By the way, I've also decided to follow someone at random. He likes Jewish action figures and the metric system. Jonathan Bourne, your life is about to change.
Update: Sarah Killen is friends on Facebook with Aaron Bleyaert, the former Tonight Show with Conan O'Brien blogger, so it's possible that the selection wasn't entirely random. This scandal could go all the way up to the top! What did Coco know and when did he know it?
I posted a review on Mister Television of NBC's new drama Parenthood:
The Parenthood pilot on NBC was the most exhausting television I've endured this season.
The show begins with Peter Krause jogging down a Berkeley, Calif., street. The jog has left him wheezing for air, in spite of the fact that Krause is physically fit and doesn't appear to have an ounce of fat on him. (I make this observation in an entirely heterosexual way.) He's sitting on his taut buttocks (OK, that was a little gay) when he gets a call from his sister Lauren Graham. She's moving to Berkeley with her teen-age daughter, who is acting out sexually with boys out of frustration with the fact that her mom is hotter. Graham needs to know that she's making the right decision by moving, and if she's making the wrong decision she wants to blame Krause. In between his dying breaths, Krause agrees to this deal.
I challenge anyone to write a more detailed review while missing the last 50 minutes of the episode.
Yesterday, the CBS News web site ran a five-paragraph story on the fact that Susan Dey was absent from a Partridge Family reunion:
The Partridge Family cast was one member short when they reunited on television Tuesday morning.
The cast of the popular '70s sitcom appeared on the Today Show as part of their "Great TV Families Reunited" series, but actress Susan Dey, who played eldest daughter Laurie Partridge, was not in attendance.
Danny Bonaduce, who in the years after his child stardom faced drug addiction and legal troubles, was present for the reunion.
The show, which centered around a widow and her five children who embark on a music career, aired from 1970-1974.

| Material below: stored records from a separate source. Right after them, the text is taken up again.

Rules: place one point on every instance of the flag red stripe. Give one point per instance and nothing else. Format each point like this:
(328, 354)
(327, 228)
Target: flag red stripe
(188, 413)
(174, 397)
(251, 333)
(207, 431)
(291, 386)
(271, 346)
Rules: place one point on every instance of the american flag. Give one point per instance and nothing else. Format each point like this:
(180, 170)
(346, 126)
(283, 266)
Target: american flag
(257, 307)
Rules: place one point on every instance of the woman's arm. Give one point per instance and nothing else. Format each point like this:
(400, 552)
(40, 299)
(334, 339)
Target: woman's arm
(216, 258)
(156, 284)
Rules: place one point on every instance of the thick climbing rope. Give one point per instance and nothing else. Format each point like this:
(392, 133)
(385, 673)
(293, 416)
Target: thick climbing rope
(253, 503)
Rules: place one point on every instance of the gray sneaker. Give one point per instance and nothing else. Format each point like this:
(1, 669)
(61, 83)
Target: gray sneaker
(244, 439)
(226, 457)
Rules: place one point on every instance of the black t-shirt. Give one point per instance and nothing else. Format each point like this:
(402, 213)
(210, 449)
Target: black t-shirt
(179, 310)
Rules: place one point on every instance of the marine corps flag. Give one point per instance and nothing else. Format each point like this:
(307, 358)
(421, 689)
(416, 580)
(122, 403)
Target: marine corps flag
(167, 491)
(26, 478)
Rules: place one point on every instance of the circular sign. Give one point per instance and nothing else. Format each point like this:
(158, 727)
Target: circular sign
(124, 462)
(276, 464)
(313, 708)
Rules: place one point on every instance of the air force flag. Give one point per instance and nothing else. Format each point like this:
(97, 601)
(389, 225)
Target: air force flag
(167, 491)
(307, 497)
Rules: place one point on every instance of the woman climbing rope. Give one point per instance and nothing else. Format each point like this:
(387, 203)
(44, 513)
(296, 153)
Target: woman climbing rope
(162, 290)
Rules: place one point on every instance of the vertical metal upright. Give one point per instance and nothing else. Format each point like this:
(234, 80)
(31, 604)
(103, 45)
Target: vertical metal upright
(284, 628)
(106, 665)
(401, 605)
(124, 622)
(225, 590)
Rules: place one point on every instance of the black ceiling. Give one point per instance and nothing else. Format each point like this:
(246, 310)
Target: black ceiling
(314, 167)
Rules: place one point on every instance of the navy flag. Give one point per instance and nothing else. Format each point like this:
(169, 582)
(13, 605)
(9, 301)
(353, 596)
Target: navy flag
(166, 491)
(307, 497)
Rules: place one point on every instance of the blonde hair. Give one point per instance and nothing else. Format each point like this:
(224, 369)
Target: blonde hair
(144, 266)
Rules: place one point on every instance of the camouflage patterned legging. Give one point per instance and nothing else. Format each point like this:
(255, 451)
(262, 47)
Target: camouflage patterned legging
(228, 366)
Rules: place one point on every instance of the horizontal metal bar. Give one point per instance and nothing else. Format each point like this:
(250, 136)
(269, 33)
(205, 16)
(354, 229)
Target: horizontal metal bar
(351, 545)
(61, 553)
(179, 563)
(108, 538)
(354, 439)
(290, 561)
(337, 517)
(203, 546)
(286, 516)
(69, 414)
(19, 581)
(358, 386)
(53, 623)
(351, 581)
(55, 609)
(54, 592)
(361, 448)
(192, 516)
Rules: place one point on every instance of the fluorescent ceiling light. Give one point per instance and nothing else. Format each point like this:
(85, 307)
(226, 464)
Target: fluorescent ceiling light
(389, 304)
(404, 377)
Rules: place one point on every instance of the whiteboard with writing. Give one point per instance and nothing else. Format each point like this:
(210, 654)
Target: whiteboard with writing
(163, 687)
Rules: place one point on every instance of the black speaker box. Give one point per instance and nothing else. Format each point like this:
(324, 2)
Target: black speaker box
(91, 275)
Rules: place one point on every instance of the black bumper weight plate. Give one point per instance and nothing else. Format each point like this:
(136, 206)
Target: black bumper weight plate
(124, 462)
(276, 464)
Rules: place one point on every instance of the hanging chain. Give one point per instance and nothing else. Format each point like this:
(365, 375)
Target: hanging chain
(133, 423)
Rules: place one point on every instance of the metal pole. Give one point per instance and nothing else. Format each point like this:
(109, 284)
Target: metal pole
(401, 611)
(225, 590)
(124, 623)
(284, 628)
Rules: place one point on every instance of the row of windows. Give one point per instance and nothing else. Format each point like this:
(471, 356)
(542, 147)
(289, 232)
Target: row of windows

A similar absence occurred Monday morning, when the cast of Eight is Enough reunited on the morning program minus actor Adam Rich. The actor endured many personal issues after his time on the show, including arrests and substance abuse.
This story, which contains no quotes and looks to have been written in about five minutes, was published solely for one reason: Dey was a volcanic search term on Google Trends yesterday. People wanted to know why Dey was absent, so they looked on Google.

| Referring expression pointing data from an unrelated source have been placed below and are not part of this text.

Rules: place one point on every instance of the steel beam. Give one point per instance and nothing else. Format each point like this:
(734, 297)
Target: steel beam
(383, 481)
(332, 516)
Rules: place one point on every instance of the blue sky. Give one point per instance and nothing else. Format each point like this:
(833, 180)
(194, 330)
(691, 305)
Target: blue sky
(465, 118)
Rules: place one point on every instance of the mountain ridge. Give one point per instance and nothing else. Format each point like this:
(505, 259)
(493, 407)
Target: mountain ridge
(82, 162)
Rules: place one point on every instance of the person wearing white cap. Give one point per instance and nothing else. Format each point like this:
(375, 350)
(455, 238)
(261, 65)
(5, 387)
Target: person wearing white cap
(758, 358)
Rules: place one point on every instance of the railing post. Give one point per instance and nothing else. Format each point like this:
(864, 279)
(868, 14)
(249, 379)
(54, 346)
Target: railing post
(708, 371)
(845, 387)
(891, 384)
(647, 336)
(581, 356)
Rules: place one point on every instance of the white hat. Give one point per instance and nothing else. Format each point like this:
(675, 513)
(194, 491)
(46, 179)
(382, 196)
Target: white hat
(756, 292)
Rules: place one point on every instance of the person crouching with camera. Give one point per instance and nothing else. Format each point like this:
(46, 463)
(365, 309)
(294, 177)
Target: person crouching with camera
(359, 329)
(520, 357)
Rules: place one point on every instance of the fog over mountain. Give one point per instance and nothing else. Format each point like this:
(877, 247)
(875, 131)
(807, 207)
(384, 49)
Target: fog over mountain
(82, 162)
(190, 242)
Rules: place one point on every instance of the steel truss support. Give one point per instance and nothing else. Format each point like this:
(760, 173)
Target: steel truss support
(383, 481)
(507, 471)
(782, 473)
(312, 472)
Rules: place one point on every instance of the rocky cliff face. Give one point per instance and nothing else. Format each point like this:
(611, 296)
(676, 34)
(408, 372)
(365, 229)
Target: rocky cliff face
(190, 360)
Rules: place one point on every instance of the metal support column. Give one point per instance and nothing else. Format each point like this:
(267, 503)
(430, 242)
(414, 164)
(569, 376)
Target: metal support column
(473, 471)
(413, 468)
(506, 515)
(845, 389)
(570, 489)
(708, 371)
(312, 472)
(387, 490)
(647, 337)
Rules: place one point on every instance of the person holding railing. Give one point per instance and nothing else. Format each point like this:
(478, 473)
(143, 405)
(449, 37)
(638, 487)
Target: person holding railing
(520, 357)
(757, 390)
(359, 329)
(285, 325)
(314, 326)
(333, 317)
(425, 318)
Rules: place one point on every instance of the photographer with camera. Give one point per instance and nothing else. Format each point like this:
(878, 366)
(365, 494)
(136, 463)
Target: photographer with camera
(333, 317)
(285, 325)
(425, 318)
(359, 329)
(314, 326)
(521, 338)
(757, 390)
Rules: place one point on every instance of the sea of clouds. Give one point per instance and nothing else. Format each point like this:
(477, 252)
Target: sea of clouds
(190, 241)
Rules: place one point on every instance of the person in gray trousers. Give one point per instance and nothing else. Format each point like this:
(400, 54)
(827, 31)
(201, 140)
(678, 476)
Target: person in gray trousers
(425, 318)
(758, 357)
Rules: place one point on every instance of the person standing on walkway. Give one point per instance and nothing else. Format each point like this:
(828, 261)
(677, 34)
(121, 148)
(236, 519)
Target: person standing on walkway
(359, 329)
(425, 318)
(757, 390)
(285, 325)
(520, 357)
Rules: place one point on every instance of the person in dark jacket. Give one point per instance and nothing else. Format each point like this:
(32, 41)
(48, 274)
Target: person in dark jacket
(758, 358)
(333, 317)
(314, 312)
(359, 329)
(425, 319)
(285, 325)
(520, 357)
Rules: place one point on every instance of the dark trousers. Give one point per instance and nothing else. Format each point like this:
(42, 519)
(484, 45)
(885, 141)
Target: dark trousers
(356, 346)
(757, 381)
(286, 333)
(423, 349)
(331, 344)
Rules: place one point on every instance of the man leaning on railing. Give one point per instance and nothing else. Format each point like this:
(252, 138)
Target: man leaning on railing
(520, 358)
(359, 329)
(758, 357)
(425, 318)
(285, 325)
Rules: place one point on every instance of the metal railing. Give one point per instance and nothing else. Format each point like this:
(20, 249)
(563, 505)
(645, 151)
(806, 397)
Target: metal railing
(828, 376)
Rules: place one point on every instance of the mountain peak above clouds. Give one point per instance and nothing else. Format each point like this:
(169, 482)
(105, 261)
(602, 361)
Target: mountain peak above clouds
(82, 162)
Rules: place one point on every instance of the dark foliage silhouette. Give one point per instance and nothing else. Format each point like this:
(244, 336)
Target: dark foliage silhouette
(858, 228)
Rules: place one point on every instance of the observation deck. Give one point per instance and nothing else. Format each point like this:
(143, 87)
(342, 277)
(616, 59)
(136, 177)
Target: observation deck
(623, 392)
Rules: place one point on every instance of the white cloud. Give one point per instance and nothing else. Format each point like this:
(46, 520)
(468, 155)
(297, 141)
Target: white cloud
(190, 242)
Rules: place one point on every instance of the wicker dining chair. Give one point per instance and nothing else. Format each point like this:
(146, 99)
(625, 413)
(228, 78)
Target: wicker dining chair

CBS is promoting a rival network with the story and even links to video on NBC's web site.
There are a lot of online news sites and blogs that use Google Trends as their assignment desk, churning out poorly researched stories quickly to capitalize on a hot news search term. Weak-ass Dey stories were filed by such august journalistic enterprises as Puggal, Associated Content and Thaindian News.
So the network of Walter Cronkite and Edward R. Murrow is in good company.